Fig. 5: Cav1 silencing attenuates CCM3 loss-augmented Tie2 signaling and lumen enlargement in in vitro models.

HBMVECs were transfected with indicated siRNAs for 72 h. a Co-immunofluorescence staining with Tie2 and Cav1. Arrows and arrowheads indicate membrane and intracellular Tie2/Cav1, respectively. b, c Cav1 co-silencing attenuates Tie2 expression. Western blotting for Cav1-Tie2 signaling. Relative protein levels and p-Tie2/Tie2 ratios were quantified by taking Ctrl siRNA as 1.0. n = 3. d, e Biotinylation assay for cell surface and endocytic Tie2. Aliquot of input (1/5) was loaded as controls. Relative surface and endocytic Tie2 were quantified by taking Ctrl siRNA as 1.0. n = 3. f, g Tie2 stability was determined by cycloheximide (CHX) treatment followed by western blot with respective antibodies. The samples were derived from the same experiment and that gels/blots were processed in parallel. Relative protein levels were quantified by taking Ctrl siRNA as 1.0. n = 3. h Immunofluorescence staining with Tie2 and Lamp1. Arrows and arrowheads membrane-localized and lysosomal Tie2, respectively. High-power images of Tie2/Lamp1 co-localization are shown at bottom. i, j Adherens junctions (AJ) and tight junctions (TJ) were visualized by immunostaining, and percentages of disrupted (discontinuous) junctions are quantified in panel (j) (10 microscope fields in each group), n = 3. k Barrier function of ECs cultured on fibronectin-coated ECIS was assessed for transendothelial electric resistance (TEER; expressed as Ohms multiplied by cm²). n = 12 wells per group. l, m Organotypic angiogenesis assay in the absence or presence of Tie2 inhibitor Rebastinib (1 μM). EC sprouts and lumens were visualized by VE-cadherin and extracellular matrix collagen-IV staining. Arrows and arrowheads indicate normal lumen and dilated lumen, respectively. Number of branch points, mean lumen diameter, and lumen areas are quantified (m).
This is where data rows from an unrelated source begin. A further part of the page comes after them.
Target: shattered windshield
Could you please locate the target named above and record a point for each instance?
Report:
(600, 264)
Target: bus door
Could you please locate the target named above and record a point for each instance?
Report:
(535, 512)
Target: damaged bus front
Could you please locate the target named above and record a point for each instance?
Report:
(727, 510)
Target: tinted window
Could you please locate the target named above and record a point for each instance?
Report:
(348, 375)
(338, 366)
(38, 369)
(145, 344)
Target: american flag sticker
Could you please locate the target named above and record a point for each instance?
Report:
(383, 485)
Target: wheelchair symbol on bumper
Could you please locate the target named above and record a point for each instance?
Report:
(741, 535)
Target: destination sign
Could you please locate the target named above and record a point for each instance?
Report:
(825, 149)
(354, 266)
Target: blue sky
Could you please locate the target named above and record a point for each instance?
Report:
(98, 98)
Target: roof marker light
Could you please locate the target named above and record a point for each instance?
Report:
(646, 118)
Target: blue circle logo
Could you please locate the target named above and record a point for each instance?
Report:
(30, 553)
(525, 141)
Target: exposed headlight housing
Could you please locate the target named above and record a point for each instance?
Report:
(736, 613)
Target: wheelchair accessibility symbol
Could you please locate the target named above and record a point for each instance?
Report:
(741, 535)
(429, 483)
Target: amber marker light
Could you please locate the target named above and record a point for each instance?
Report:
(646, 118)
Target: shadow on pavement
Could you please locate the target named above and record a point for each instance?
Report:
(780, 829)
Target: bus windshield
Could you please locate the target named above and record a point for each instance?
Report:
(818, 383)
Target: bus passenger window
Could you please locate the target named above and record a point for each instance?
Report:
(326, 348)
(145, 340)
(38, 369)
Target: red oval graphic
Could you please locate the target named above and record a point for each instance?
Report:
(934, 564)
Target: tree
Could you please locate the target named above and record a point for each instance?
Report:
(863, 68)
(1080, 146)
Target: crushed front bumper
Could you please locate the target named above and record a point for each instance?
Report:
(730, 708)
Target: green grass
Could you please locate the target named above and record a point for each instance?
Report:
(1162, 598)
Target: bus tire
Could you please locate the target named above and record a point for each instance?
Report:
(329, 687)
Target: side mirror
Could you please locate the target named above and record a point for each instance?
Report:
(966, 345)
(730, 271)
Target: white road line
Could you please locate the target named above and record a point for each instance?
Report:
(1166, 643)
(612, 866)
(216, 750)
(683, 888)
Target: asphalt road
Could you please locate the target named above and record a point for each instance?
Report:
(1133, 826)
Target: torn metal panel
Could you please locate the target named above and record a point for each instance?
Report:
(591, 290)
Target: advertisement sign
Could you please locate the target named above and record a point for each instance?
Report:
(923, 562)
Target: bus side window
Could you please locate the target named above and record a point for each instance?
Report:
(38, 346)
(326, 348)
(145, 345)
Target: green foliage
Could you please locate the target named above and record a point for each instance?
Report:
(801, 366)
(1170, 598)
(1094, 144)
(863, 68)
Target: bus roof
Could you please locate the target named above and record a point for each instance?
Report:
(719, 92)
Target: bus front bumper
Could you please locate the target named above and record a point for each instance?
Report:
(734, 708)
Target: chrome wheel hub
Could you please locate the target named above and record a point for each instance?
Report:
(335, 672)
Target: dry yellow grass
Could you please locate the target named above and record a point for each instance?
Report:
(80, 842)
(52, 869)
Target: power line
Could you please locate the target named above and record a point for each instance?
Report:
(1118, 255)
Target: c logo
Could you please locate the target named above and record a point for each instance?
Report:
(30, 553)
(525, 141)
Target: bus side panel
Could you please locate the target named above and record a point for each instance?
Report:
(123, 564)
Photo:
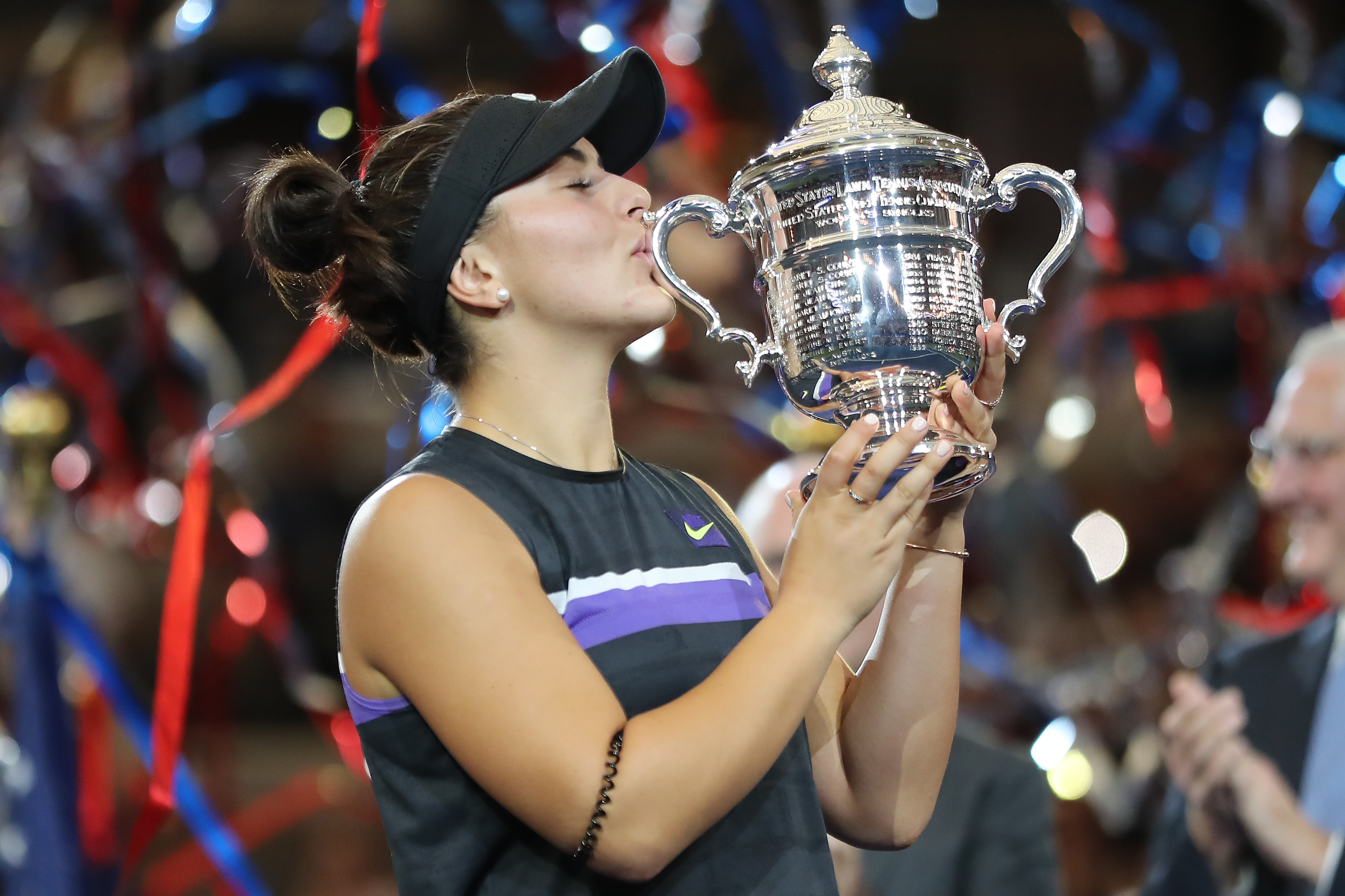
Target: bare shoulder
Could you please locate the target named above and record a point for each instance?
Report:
(418, 551)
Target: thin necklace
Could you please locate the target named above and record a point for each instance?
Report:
(533, 449)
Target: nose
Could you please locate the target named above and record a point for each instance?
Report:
(637, 201)
(1284, 484)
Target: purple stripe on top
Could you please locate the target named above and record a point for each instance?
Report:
(363, 710)
(615, 614)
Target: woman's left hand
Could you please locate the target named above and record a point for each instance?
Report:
(964, 412)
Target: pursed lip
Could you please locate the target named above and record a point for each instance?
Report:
(645, 248)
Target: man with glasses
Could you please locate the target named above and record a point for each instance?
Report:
(1257, 757)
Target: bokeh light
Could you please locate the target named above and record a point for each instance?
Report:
(1103, 543)
(159, 501)
(1284, 113)
(596, 38)
(681, 49)
(647, 349)
(70, 467)
(1071, 417)
(923, 8)
(1053, 743)
(1072, 777)
(248, 532)
(245, 602)
(335, 123)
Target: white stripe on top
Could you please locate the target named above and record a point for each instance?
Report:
(580, 589)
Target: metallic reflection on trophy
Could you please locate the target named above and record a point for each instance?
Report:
(864, 228)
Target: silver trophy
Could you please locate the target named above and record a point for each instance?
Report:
(864, 229)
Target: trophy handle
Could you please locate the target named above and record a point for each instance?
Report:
(1004, 196)
(719, 221)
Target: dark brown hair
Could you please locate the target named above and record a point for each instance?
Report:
(303, 217)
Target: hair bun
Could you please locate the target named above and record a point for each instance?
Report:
(294, 212)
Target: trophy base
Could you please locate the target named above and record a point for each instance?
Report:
(969, 466)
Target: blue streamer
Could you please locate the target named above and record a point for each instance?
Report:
(232, 95)
(776, 75)
(1134, 128)
(1324, 202)
(46, 813)
(212, 832)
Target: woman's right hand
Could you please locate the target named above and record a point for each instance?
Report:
(845, 555)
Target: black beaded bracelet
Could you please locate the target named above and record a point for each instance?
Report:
(603, 800)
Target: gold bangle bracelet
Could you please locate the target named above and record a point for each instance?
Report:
(959, 555)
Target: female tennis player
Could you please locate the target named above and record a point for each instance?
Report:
(569, 669)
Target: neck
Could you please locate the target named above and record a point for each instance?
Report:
(549, 396)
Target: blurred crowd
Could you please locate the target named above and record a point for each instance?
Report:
(1152, 695)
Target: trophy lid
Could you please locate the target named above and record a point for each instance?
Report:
(851, 116)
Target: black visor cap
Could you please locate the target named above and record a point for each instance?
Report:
(509, 139)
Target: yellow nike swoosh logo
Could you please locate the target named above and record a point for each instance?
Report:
(697, 535)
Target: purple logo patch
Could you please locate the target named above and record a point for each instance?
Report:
(704, 533)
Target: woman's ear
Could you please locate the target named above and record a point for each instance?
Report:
(474, 280)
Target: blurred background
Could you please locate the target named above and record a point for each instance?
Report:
(1118, 541)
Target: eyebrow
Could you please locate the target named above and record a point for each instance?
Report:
(580, 156)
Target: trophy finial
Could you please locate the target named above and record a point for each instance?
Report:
(843, 67)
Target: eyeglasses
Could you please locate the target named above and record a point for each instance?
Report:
(1307, 452)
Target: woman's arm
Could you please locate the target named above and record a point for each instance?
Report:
(881, 738)
(441, 603)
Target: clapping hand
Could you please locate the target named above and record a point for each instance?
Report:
(1235, 796)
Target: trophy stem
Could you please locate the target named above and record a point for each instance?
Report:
(896, 397)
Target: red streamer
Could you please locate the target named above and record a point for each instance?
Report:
(1272, 619)
(255, 824)
(96, 808)
(368, 105)
(178, 626)
(27, 331)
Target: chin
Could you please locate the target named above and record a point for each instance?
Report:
(1310, 555)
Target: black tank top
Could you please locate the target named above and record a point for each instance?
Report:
(657, 587)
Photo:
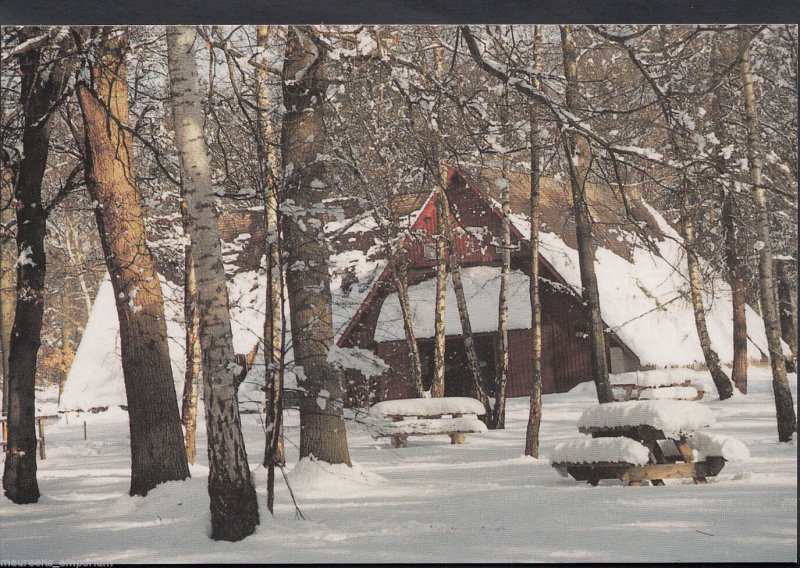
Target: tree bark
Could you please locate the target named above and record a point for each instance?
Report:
(535, 409)
(67, 327)
(322, 428)
(234, 509)
(194, 353)
(499, 411)
(463, 311)
(399, 270)
(736, 275)
(439, 337)
(7, 281)
(787, 300)
(439, 331)
(274, 453)
(575, 145)
(157, 451)
(721, 381)
(784, 405)
(38, 95)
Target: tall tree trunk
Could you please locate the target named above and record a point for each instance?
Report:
(787, 304)
(575, 147)
(736, 275)
(157, 451)
(439, 331)
(721, 381)
(463, 312)
(234, 509)
(274, 453)
(8, 258)
(439, 337)
(77, 259)
(322, 428)
(501, 375)
(400, 272)
(67, 327)
(535, 410)
(194, 353)
(784, 405)
(38, 95)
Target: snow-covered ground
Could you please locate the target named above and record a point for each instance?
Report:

All experiments were repeated at least three times. n = 10. Data are means ± SEM. P values are indicated, one-way ANOVA followed by Tukey’s multiple comparisons test (b, c, d, e, j, k, m); two-way ANOVA followed by Tukey’s multiple comparisons test (g). Scale bar: 20 μm (a, h, i); 100 μm (l). Source data are provided as a Source data file.